The area used to be the hub of bicycle manufacturing for northern China and even up until a couple of years ago, the streets were crammed with buyers who could not load the stock onto trucks quickly enough for sale around the nation.
But Xiao doesn’t bother turning on the showroom lights these days – hardly anybody comes through the door.
The bike-sharing boom has changed everything. While sharing firms have placed big orders with some manufacturers, others like Baochi have been left out of the race, their prospects punctured by a sharp change in the market.

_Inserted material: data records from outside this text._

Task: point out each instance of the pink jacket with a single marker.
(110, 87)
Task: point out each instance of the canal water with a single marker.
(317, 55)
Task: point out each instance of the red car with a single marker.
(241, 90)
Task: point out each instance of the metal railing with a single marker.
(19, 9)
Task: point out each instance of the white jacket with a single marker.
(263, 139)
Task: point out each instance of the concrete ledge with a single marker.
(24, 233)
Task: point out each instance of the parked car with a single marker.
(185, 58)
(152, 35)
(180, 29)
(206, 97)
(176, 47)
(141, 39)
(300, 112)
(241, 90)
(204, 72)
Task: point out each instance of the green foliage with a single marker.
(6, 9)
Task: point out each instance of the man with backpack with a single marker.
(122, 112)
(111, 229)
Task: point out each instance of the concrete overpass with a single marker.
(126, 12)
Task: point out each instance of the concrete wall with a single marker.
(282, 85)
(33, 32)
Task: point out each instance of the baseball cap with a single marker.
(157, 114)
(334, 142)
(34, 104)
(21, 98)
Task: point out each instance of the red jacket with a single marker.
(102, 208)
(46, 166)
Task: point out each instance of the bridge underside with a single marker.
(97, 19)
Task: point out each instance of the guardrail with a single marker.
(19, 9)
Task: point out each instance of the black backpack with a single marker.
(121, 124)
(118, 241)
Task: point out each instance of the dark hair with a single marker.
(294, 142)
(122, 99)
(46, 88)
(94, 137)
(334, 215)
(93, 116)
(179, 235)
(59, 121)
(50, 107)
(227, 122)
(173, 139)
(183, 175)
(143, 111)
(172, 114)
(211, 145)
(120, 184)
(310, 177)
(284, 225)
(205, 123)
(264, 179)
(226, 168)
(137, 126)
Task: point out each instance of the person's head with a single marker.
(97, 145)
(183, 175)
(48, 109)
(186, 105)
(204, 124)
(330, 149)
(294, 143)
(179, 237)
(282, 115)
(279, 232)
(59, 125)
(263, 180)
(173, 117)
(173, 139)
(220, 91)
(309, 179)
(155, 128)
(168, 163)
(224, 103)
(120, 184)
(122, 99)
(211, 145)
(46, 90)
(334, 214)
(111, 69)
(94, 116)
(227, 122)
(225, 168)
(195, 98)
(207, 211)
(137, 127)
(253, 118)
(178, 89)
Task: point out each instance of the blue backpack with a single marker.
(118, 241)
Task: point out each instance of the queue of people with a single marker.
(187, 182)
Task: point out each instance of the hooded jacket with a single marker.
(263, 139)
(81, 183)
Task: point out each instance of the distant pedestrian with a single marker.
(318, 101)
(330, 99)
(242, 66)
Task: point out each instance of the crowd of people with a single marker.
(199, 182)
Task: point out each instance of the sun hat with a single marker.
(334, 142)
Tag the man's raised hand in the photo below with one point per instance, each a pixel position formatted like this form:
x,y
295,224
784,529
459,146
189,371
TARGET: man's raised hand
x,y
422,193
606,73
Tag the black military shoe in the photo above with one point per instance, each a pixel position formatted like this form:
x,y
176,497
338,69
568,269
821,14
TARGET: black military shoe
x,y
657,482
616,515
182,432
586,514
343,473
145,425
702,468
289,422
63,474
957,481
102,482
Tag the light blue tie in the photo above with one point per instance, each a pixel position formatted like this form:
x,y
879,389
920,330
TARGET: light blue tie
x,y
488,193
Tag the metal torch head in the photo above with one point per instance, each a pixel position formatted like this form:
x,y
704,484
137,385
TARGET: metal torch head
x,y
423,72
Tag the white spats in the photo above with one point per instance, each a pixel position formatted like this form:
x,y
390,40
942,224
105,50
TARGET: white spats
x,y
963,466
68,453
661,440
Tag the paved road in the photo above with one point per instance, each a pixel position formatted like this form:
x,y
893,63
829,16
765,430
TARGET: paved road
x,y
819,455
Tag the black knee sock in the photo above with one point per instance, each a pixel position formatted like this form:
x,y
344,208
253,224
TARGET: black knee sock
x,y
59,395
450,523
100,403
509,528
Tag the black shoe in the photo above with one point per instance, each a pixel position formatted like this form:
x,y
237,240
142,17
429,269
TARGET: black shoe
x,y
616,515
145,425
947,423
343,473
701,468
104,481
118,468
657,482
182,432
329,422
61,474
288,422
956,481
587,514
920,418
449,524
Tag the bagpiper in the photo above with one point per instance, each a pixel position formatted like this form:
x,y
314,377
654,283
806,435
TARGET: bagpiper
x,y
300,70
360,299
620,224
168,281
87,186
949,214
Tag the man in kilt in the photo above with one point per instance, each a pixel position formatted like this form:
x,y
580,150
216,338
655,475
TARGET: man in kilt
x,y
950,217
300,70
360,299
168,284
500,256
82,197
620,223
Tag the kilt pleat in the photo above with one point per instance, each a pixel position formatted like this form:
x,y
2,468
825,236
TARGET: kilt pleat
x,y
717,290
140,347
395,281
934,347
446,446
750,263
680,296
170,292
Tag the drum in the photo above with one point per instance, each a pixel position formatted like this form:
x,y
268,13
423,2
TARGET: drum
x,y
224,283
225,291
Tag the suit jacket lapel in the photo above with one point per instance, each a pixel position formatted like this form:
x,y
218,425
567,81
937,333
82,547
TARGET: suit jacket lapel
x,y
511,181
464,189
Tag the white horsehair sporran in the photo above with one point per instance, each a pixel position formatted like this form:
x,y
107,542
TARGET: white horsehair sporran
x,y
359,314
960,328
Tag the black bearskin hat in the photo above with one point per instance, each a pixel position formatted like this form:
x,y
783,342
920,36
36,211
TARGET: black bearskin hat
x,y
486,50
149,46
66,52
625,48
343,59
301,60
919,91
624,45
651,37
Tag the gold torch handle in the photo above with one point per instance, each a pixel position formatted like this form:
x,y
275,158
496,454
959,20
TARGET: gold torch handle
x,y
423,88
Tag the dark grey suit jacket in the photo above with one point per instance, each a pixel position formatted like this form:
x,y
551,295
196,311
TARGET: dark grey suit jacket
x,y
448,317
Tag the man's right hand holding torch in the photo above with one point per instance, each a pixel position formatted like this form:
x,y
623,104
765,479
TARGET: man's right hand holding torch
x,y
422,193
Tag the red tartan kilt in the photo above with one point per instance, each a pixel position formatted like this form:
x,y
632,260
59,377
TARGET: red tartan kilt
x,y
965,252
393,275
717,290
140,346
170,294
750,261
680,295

China has embraced the sharing economy like few other countries, with flourishing platforms offering everything from peer-to-peer lending to rental umbrellas. Chinese consumers lead the world in their in preference for shared products or services, according to a 2014 Nielsen survey. And support for the sector has been written into the country’s 2016-2020 economic blueprint in the hope that the growth will help counter slowing expansion elsewhere.
Bike-sharing firms began taking off around the country early last year, offering internet-connected users a convenient and cheap form of transport around China’s clogged cities with just the swipe of a phone. Backed by more than US$1 billion in combined financing, 70-plus bike-sharing companies entered the rapidly expanding market.